ECLI:NL:CRVB:2024:1823
Centrale Raad van Beroep
- Hoger beroep
- Rechtspraak.nl
Hoger beroep inzake weigering WIA-uitkering en de zorgvuldigheid van medisch onderzoek
In deze zaak heeft de Centrale Raad van Beroep op 25 september 2024 uitspraak gedaan in het hoger beroep van appellante tegen de weigering van het Uitvoeringsinstituut werknemersverzekeringen (Uwv) om haar een WIA-uitkering toe te kennen. De Raad oordeelde dat het medisch onderzoek in de bezwaarfase niet met de vereiste zorgvuldigheid is verricht. Appellante had aangevoerd dat zij meer medische beperkingen heeft dan het Uwv heeft aangenomen, en dat zij niet in staat is de door de arbeidsdeskundige geselecteerde functies te vervullen.
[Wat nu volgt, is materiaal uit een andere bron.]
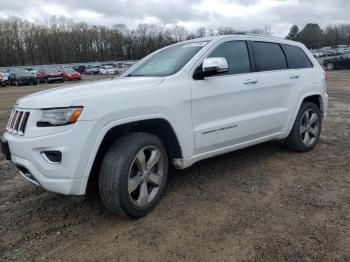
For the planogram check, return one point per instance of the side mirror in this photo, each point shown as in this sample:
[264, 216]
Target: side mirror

De Raad volgde dit standpunt niet en concludeerde dat het Uwv terecht geen WIA-uitkering heeft toegekend, omdat appellante minder dan 35% arbeidsongeschikt is. De Raad heeft het Uwv opgedragen het gebrek in het bestreden besluit te herstellen door alsnog een medisch onderzoek uit te voeren tijdens een spreekuurcontact met een verzekeringsarts bezwaar en beroep. Dit onderzoek vond plaats op 25 maart 2024, waarna de Raad oordeelde dat het medisch onderzoek nu zorgvuldig was uitgevoerd. De Raad heeft de aangevallen uitspraak van de rechtbank vernietigd, het beroep gegrond verklaard en het besluit van 5 mei 2022 vernietigd, maar de rechtsgevolgen van het vernietigde besluit in stand gelaten. Tevens is het Uwv veroordeeld in de proceskosten van appellante, die in totaal € 3.062,50 bedragen, en tot vergoeding van het griffierecht van € 186,-.